Original article was published by Synced on Artificial Intelligence on Medium


ICLR 2021 Submission: Deeper VAEs Excel on Natural Image Benchmarks

One of the most popular approaches to unsupervised learning of complicated distributions, Variational Autoencoders (VAEs) consist of an encoder and a decoder built on top of standard function approximators (neural networks). VAEs have shown promise in generating many kinds of complicated data including faces, handwritten digits, physical models of scenes, etc.

Testing the premise that sufficiently deep VAEs could implement autoregressive models and other more efficient generative models, new research proposes a hierarchical VAE that outperforms PixelCNN in log-likelihood on all natural image benchmarks. The paper is currently under double-blind review for the International Conference on Learning Representations (ICLR) 2021, and so the author and institution identities remain masked.

Starting with the PixelCNN in 2016, autoregressive generative models have traditionally achieved the highest log-likelihoods across modalities, despite counterintuitive modelling assumptions. The paper explores whether sufficiently improved VAEs can outperform autoregressive models, a question the researchers believe has significant practical stakes.

The paper first presents theoretical justifications for why greater depth could improve VAE performance, then introduces an architecture capable of scaling past 70 layers (compared to 30 layers or fewer in previous work).
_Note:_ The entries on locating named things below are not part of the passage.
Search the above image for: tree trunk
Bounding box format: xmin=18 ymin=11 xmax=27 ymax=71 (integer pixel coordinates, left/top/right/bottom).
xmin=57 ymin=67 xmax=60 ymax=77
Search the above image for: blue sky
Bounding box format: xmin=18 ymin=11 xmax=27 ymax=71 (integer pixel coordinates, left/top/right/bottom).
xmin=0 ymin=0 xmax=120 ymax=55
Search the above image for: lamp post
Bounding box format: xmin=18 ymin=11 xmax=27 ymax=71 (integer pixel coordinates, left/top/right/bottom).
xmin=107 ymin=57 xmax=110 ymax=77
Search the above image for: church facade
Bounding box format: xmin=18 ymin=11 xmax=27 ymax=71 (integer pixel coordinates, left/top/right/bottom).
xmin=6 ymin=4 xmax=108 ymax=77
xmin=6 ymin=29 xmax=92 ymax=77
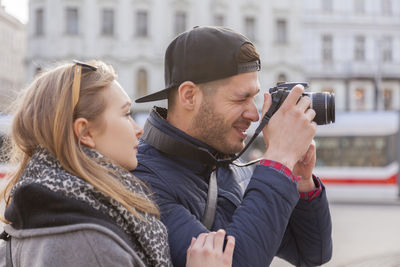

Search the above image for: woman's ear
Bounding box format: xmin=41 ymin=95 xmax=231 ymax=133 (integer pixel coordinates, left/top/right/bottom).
xmin=178 ymin=81 xmax=200 ymax=110
xmin=73 ymin=118 xmax=96 ymax=148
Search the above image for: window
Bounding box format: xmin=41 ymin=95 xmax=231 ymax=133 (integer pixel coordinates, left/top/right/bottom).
xmin=354 ymin=0 xmax=365 ymax=14
xmin=136 ymin=10 xmax=148 ymax=37
xmin=277 ymin=73 xmax=287 ymax=83
xmin=321 ymin=87 xmax=333 ymax=94
xmin=214 ymin=14 xmax=225 ymax=26
xmin=35 ymin=8 xmax=44 ymax=36
xmin=276 ymin=19 xmax=287 ymax=44
xmin=136 ymin=69 xmax=148 ymax=96
xmin=381 ymin=0 xmax=392 ymax=15
xmin=244 ymin=17 xmax=256 ymax=41
xmin=322 ymin=34 xmax=333 ymax=62
xmin=65 ymin=7 xmax=79 ymax=35
xmin=101 ymin=8 xmax=114 ymax=35
xmin=383 ymin=89 xmax=393 ymax=110
xmin=174 ymin=11 xmax=186 ymax=35
xmin=382 ymin=36 xmax=393 ymax=62
xmin=354 ymin=88 xmax=365 ymax=110
xmin=354 ymin=36 xmax=365 ymax=61
xmin=315 ymin=135 xmax=396 ymax=167
xmin=35 ymin=67 xmax=42 ymax=76
xmin=322 ymin=0 xmax=333 ymax=12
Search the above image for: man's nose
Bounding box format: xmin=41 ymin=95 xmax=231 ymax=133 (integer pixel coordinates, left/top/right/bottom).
xmin=243 ymin=101 xmax=259 ymax=121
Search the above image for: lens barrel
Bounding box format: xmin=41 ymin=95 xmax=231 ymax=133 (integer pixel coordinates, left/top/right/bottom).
xmin=304 ymin=92 xmax=335 ymax=125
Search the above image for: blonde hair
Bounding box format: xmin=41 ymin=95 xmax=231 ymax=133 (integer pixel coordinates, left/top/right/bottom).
xmin=0 ymin=61 xmax=160 ymax=223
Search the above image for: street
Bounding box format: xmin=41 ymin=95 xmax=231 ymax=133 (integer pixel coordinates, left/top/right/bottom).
xmin=271 ymin=186 xmax=400 ymax=267
xmin=0 ymin=179 xmax=400 ymax=267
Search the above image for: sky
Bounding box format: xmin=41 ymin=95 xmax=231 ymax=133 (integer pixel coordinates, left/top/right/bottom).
xmin=1 ymin=0 xmax=28 ymax=23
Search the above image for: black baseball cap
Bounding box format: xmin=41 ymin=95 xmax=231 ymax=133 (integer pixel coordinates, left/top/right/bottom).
xmin=135 ymin=26 xmax=261 ymax=103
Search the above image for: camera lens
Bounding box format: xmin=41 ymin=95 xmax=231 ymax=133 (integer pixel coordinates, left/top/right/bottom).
xmin=308 ymin=92 xmax=335 ymax=125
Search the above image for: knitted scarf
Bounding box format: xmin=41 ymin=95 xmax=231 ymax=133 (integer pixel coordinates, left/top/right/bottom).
xmin=11 ymin=148 xmax=172 ymax=266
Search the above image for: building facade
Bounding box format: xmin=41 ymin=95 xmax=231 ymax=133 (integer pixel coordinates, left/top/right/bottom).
xmin=303 ymin=0 xmax=400 ymax=111
xmin=27 ymin=0 xmax=400 ymax=111
xmin=0 ymin=1 xmax=26 ymax=113
xmin=27 ymin=0 xmax=304 ymax=111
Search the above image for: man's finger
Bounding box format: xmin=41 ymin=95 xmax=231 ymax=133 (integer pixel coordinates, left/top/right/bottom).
xmin=306 ymin=108 xmax=316 ymax=121
xmin=223 ymin=236 xmax=235 ymax=266
xmin=204 ymin=232 xmax=215 ymax=250
xmin=297 ymin=96 xmax=311 ymax=111
xmin=192 ymin=233 xmax=208 ymax=249
xmin=214 ymin=229 xmax=225 ymax=252
xmin=281 ymin=84 xmax=304 ymax=110
xmin=261 ymin=93 xmax=272 ymax=118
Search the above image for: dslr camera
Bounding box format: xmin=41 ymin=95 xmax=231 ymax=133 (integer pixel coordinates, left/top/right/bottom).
xmin=269 ymin=83 xmax=335 ymax=125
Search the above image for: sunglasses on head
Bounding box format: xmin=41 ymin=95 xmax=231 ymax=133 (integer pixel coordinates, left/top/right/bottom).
xmin=72 ymin=59 xmax=97 ymax=110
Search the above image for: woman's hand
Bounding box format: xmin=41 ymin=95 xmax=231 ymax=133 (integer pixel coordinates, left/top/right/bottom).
xmin=186 ymin=230 xmax=235 ymax=267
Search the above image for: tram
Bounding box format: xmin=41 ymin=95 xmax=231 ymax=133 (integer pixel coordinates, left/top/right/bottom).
xmin=314 ymin=111 xmax=400 ymax=185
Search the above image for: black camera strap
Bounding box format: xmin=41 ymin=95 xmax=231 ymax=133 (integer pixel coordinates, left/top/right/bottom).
xmin=141 ymin=96 xmax=282 ymax=230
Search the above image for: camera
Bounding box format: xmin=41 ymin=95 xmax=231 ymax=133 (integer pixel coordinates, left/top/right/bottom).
xmin=269 ymin=83 xmax=335 ymax=125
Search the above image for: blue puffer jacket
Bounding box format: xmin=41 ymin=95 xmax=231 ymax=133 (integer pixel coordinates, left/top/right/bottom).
xmin=133 ymin=109 xmax=332 ymax=267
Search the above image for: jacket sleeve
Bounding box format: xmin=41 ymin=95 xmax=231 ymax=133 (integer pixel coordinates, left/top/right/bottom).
xmin=277 ymin=186 xmax=332 ymax=266
xmin=5 ymin=230 xmax=145 ymax=267
xmin=134 ymin=166 xmax=319 ymax=267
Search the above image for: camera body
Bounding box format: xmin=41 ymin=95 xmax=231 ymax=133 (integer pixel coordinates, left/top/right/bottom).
xmin=269 ymin=82 xmax=335 ymax=125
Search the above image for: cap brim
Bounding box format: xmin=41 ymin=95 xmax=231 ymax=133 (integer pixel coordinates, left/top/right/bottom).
xmin=135 ymin=88 xmax=170 ymax=103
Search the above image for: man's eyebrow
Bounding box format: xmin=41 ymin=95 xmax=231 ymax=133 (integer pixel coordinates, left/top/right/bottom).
xmin=121 ymin=101 xmax=132 ymax=109
xmin=237 ymin=88 xmax=260 ymax=98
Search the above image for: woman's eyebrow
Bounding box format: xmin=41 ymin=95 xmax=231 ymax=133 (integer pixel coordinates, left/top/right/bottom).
xmin=121 ymin=101 xmax=132 ymax=109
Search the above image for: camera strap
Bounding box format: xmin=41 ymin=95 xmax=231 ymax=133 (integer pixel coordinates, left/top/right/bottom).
xmin=141 ymin=97 xmax=282 ymax=230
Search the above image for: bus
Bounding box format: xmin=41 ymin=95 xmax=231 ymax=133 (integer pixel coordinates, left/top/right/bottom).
xmin=315 ymin=111 xmax=399 ymax=186
xmin=0 ymin=114 xmax=12 ymax=179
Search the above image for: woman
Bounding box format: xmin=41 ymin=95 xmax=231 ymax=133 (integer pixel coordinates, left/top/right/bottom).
xmin=0 ymin=61 xmax=234 ymax=267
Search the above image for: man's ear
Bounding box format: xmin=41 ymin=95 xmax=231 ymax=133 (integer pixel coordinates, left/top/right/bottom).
xmin=178 ymin=81 xmax=201 ymax=110
xmin=73 ymin=118 xmax=96 ymax=148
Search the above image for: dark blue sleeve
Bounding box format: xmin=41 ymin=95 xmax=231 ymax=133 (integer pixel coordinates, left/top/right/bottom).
xmin=134 ymin=166 xmax=310 ymax=267
xmin=277 ymin=187 xmax=332 ymax=266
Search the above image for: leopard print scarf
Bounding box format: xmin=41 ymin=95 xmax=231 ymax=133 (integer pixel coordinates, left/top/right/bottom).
xmin=11 ymin=148 xmax=172 ymax=266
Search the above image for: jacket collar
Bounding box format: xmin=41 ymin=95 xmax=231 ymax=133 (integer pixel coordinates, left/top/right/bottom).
xmin=148 ymin=106 xmax=229 ymax=159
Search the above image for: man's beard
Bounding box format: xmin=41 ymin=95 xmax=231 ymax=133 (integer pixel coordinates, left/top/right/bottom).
xmin=192 ymin=100 xmax=243 ymax=154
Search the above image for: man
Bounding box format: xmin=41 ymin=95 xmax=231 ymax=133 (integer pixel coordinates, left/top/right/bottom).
xmin=133 ymin=27 xmax=332 ymax=267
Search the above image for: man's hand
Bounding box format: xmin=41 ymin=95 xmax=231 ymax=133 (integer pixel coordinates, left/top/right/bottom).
xmin=186 ymin=230 xmax=235 ymax=267
xmin=293 ymin=140 xmax=317 ymax=193
xmin=263 ymin=85 xmax=316 ymax=171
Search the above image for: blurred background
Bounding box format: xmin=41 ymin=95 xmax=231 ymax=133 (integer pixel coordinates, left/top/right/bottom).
xmin=0 ymin=0 xmax=400 ymax=266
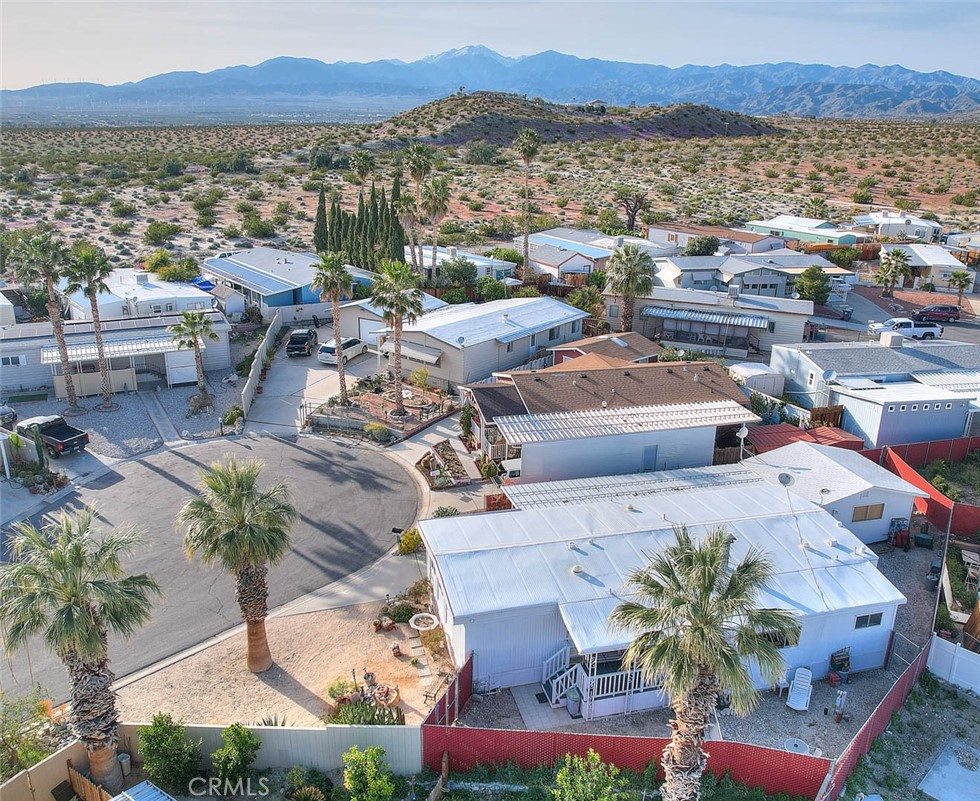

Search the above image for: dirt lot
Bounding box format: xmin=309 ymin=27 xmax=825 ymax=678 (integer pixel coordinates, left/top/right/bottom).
xmin=119 ymin=604 xmax=448 ymax=726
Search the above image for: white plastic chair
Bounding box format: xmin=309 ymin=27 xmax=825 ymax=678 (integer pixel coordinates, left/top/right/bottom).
xmin=786 ymin=668 xmax=813 ymax=712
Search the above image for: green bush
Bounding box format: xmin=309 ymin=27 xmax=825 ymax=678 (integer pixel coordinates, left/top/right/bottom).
xmin=136 ymin=714 xmax=201 ymax=793
xmin=211 ymin=723 xmax=262 ymax=781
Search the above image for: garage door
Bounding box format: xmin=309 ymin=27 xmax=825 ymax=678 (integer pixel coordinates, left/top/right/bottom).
xmin=357 ymin=317 xmax=385 ymax=347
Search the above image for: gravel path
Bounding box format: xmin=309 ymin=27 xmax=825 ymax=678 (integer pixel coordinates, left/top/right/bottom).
xmin=156 ymin=370 xmax=245 ymax=439
xmin=9 ymin=394 xmax=162 ymax=459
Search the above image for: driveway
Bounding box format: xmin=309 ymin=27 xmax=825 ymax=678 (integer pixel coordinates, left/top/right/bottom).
xmin=0 ymin=437 xmax=419 ymax=699
xmin=245 ymin=326 xmax=378 ymax=434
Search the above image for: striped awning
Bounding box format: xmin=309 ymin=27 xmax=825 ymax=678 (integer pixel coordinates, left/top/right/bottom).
xmin=640 ymin=306 xmax=769 ymax=328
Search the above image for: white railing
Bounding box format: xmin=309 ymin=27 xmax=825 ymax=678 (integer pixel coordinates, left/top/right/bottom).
xmin=550 ymin=662 xmax=585 ymax=706
xmin=541 ymin=645 xmax=571 ymax=683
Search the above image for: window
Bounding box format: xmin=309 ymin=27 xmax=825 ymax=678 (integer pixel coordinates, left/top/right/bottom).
xmin=851 ymin=503 xmax=885 ymax=523
xmin=854 ymin=612 xmax=881 ymax=629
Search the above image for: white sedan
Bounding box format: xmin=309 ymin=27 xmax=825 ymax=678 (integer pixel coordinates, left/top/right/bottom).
xmin=316 ymin=337 xmax=368 ymax=364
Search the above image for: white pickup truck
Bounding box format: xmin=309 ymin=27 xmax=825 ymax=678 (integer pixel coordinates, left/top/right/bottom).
xmin=868 ymin=317 xmax=943 ymax=339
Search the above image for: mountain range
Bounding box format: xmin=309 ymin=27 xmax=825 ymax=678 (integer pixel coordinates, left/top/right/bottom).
xmin=0 ymin=45 xmax=980 ymax=125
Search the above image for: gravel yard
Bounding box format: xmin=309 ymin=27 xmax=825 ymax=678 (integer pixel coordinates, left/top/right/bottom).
xmin=157 ymin=369 xmax=245 ymax=439
xmin=10 ymin=394 xmax=162 ymax=459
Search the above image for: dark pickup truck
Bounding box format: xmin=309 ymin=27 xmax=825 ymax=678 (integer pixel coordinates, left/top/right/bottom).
xmin=17 ymin=414 xmax=88 ymax=459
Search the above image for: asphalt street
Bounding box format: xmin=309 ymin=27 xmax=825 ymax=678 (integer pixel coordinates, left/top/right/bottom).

The researchers trained the very deep VAEs on natural image datasets CIFAR-10, ImageNet-32, and ImageNet-64, and tested whether greater statistical depth — independent of other factors — could produce improved performance. Using more stochastic layers but fewer parameters than previous work, the VAEs outperformed GatedPixelCNN/PixelCNN++ models on all tasks.

The researchers demonstrated that their model uses fewer parameters than PixelCNN while generating samples thousands of times more quickly. The proposed model can also easily scale to larger images, and the researchers suggest such strengths may emerge from its learning an efficient hierarchical representation of images.

This paper reflects the machine learning community’s discovery that scaling up VAEs works surprisingly well for image modelling — compared to more involved generative models that require autoregressive sampling. A Nvidia paper published this July, for example, shows that deep hierarchical VAEs with carefully designed network architecture can generate high-quality images and achieve SOTA likelihood. The source code has been released to support research on VAE architectures and techniques, which the team hopes will encourage efforts “in further improving VAEs and latent variable models.”

The paper Very Deep VAEs Generalize Autoregressive Models and Can Outperform Them on Images is on OpenReview.